In 1970, the FCC added the Zapple Doctrine to its list of requirements for broad-casters. The Zapple Doctrine gives all legally qualified candidates the right to the same access to purchased time as any one political candidate. If a station sells time to one candidate, then comparable time must be made available to opposing candidates who want to purchase it and can afford the purchase.

Many of the regulations we have discussed protect the public's access to political information. Because broadcasters are corporate entities whose existence is predicated on making a profit, they are inclined to limit the amount of time made available to candidates at a rate below the normal selling rate; they are reluctant to preempt a show like ER, which produces high advertising revenues, for a political broadcast that produces minimal revenue. The Zapple Doctrine and the affirmative right-to-access rules are designed to ensure that the corporate desire to maximize profits will not significantly impede the public's right to political information.

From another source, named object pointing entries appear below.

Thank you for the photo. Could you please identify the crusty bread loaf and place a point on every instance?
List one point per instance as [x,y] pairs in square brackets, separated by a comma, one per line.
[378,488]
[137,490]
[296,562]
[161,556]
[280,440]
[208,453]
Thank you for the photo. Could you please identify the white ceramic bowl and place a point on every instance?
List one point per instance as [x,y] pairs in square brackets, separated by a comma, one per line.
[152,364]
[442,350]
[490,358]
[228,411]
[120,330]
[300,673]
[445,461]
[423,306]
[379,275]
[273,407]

In 1971, Congress enacted the Federal Election Campaign Act, amended in 1974. The enactment of this law required that candidates running for the presidency or for Congress report campaign contributions and expenditures. It also "limited the amount of money that could be collected and spent, made public funds available for presidential contenders, and established the Federal Election Commission to administer and en-force the law."

Subsequently, in Buckley v. Valeo,6 the Supreme Court upheld limits on the campaign contributions of individuals and groups other than the candidate and upheld the limits on spending by candidates who accepted public funds. In 1992, both George Bush and Bill Clinton accepted public funds and the resulting spending ceilings. Independent candidate Ross Perot did not. As a result, in the general election, Clinton and Bush were limited to spending the $55.2 million each received in federal support, whereas Perot could spend as much as he wished.

The Court also permitted spending on a candidate's behalf by groups independent of the candidate. This provision gave rise in 1988 to such groups as Americans for Bush and the National Security Political Action Committee. The most famous ad of the campaign, the "Willie Horton" ad, was sponsored by a political action committee (PAC). PACs were less active in the presidential campaigns of 1992 and 1996 because of the rise of a new category of advertising, issue advocacy (discussed below).

By contrast, there is no limit on the amount of money a manufacturer may spend on behalf of a product, and there are no limitations on the sources the manufacturer may tap to raise money—provided, of course, that the money is raised legally.

The Federal Election Campaign Act, as amended, was designed to minimize the influence of large anonymous contributors on Cartier Pasha Replica government policy. The disclosure requirements were intended to ensure that the public would know to whom the candidates were indebted, personally and economically. The existence of these regulations made it possible for news reporters to determine which industries were contributing more heavily to one candidate than another and to correlate politicians' voting behavior with the sources of their campaign financing.